The treasures of the tomb

On this day in 1923 Howard Carter opened the sealed doorway into the burial chamber of Tutankhamun. He, Lord Carnarvon his patron, and Lady Herbert, Carnarvon’s daughter went into the tomb. They saw the fabulous mask and the sarcophagus of the one Pharaoh whose grave had not been plundered by earlier generations of grave robbers.

Carter had spent fifteen years searching for the missing tomb. Lord Carnarvon, a keen supporter of archaeology, had been patient, but by 1922 even this most forgiving of patrons told the archaeologist he had only one more season in which to find the elusive Pharaoh.
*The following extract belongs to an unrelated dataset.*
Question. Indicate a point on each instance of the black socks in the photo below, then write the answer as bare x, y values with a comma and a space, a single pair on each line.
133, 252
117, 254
Carter found the steps to the tomb on 4 November 1922. Lord Carnarvon willingly made the journey to Egypt from his beautiful Highclere estate near Newbury. On 26 November they made a small hole in the doorway and peered through into the antechamber. It was full of artifacts from the Pharaoh’s time. These were catalogued prior to the breathtaking discoveries beyond the sealed door, that awaited the party on that fateful February 16th 85 years ago.

Carter held an excavation permit from the Egyptian authorities, and the main items were delivered into Egyptian ownership. The tomb was not kept intact, and the amazing jewels and mask have travelled the world so many more people can see them. Some to this day believe it was wrong to violate the only tomb left untouched in the hugely impressive Valley of Kings. Some think it would have been better to have opened it to see, but not to have split up the collection and taken it from its intended last resting place.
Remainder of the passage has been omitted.